You are viewing a plain text version of this content. The canonical link for it is here.
Posted to dev@opennlp.apache.org by Yuan Luo <yu...@gmail.com> on 2011/11/28 00:26:51 UTC

sentence detector

Hi,
Does the team have plans to deal with bracketed text? For example
The sentence
An EGD on 10/24/06 showed mild antral erosions ( mild regeneration , 
nonspecific; no H. pylori ).
will be split into two at "H." by the Opennlp 1.5.1 with 1.5.0 models.
Intuitively, it would be natural to separate bracketed texts from 
affecting sentence breakers.

Thanks,
Yuan

Re: sentence detector

Posted by Alec Taylor <al...@gmail.com>.
Quick note:

If you implement this, ensure NLP analyses square-bracketed text [],
as that often contains whole sentences.

Probably the best solution would be to add in a condition that if the
word begins with a capital and ends in a full-stop, it is not a
sentence.

On Mon, Nov 28, 2011 at 10:26 AM, Yuan Luo <yu...@gmail.com> wrote:
> Hi,
> Does the team have plans to deal with bracketed text?
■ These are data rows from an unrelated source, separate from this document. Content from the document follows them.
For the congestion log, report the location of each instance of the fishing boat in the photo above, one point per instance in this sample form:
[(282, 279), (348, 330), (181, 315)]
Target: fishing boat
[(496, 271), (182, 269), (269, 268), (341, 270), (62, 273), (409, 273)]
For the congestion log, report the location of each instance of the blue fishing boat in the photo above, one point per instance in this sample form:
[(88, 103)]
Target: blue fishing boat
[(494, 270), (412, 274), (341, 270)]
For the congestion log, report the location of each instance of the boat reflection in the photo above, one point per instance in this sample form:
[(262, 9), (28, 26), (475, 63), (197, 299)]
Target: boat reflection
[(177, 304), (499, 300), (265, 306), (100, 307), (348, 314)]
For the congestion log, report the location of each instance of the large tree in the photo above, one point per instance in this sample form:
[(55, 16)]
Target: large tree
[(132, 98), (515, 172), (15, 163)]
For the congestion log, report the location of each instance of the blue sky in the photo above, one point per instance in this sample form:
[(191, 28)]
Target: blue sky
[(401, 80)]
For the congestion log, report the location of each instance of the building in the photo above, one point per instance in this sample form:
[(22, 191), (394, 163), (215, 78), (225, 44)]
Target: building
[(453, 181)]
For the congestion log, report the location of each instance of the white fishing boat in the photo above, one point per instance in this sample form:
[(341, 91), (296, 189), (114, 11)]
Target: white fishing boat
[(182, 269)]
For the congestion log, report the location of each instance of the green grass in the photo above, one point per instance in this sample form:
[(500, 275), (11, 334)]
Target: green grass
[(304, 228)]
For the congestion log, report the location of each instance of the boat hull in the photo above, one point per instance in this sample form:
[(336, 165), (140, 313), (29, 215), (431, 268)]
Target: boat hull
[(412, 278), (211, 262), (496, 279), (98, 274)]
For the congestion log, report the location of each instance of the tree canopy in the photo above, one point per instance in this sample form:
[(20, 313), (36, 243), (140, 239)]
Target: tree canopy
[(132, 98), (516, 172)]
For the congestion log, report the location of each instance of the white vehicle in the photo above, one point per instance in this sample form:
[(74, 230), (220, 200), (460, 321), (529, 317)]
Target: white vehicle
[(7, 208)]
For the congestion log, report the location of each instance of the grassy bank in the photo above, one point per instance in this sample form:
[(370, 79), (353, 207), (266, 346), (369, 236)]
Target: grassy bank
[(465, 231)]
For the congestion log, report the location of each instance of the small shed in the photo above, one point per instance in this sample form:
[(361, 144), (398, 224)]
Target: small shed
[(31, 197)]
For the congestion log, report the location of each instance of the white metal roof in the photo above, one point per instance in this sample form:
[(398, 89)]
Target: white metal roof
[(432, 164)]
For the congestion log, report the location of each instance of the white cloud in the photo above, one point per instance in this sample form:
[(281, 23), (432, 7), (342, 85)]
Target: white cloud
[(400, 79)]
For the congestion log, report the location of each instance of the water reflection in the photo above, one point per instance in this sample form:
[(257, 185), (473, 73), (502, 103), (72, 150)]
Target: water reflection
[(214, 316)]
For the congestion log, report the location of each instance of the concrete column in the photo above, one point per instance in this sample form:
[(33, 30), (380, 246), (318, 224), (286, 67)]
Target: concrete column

For example
> The sentence
> An EGD on 10/24/06 showed mild antral erosions ( mild regeneration ,
> nonspecific; no H. pylori ).
> will be split into two at "H." by the Opennlp 1.5.1 with 1.5.0 models.
> Intuitively, it would be natural to separate bracketed texts from affecting
> sentence breakers.
>
> Thanks,
> Yuan

Re: sentence detector

Posted by Jörn Kottmann <ko...@gmail.com>.
The sentence detector is learn able and the model from
the website was trained on news. I suggest that you take
data out of your domain and train a new model.

Jörn

On 11/28/11 12:26 AM, Yuan Luo wrote:
> Hi,
> Does the team have plans to deal with bracketed text? For example
> The sentence
> An EGD on 10/24/06 showed mild antral erosions ( mild regeneration , 
> nonspecific; no H. pylori ).
> will be split into two at "H." by the Opennlp 1.5.1 with 1.5.0 models.
> Intuitively, it would be natural to separate bracketed texts from 
> affecting sentence breakers.
>
> Thanks,
> Yuan